Known dental treatment units can be controlled by the dentist through foot control, but in this case she/he has to memorize complex control sequences, or she/he can use her/his hands to press keys present on the dentist's instrument board or the touch screen of console or screen, but in this second case the dentist contaminates the dental treatment unit with her/his hands soiled with saliva and/or blood. Dental treatment units controlled through speech recognition are known in the art, but these have the disadvantage that the dentist has to move her/his gaze from the operating field to visualize the desired image.

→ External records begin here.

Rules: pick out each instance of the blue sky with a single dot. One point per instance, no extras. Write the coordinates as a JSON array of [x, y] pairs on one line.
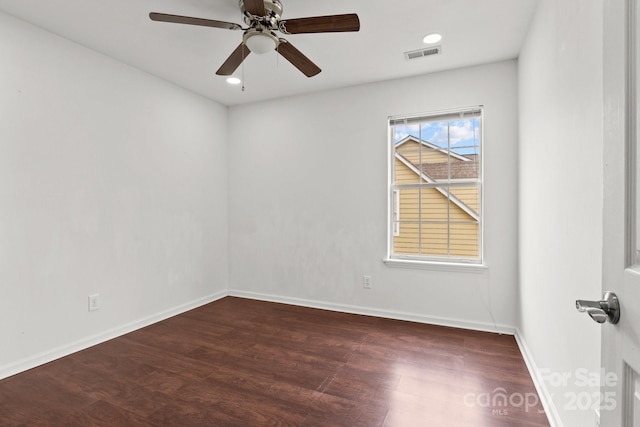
[[459, 133]]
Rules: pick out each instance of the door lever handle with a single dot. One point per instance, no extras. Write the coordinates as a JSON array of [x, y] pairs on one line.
[[605, 310]]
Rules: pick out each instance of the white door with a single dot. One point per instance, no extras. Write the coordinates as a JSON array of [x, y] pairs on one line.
[[621, 256]]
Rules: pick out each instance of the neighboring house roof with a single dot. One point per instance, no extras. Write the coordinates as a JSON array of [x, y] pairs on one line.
[[459, 169], [442, 191], [411, 138]]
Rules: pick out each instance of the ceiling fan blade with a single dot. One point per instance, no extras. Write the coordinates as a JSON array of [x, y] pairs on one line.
[[321, 24], [163, 17], [297, 59], [255, 7], [234, 60]]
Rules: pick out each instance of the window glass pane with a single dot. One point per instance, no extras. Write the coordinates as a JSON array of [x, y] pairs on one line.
[[437, 176]]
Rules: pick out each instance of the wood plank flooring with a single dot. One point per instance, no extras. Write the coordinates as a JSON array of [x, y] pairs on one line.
[[239, 362]]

For all said above, it is apparent that the dental treatment unit is the preferred embodiment of the present invention. Nonetheless, the skilled person can apply the same concepts to other kinds of apparatuses, in particular radiographic apparatuses, in the dental practice, or more generally, in a medical office.
Since the dental treatment unit is the main work tool for the dentist, the dental treatment unit is conceived as a “hub” to which all the other important devices in the dental practice make reference, like e.g.:
An intra-oral radiographic apparatus in combination with an X-ray digital sensor, a panoramic radiographic apparatus, a volumetric radiographic apparatus (CBCT),
Devices in the instrument processing room (e.g. ultrasonic cleaner, thermal disinfector, autoclave).
The dental treatment unit is the preferred embodiment for the present invention. Nonetheless, the same concepts are easily applicable by the skilled person to any other medical device.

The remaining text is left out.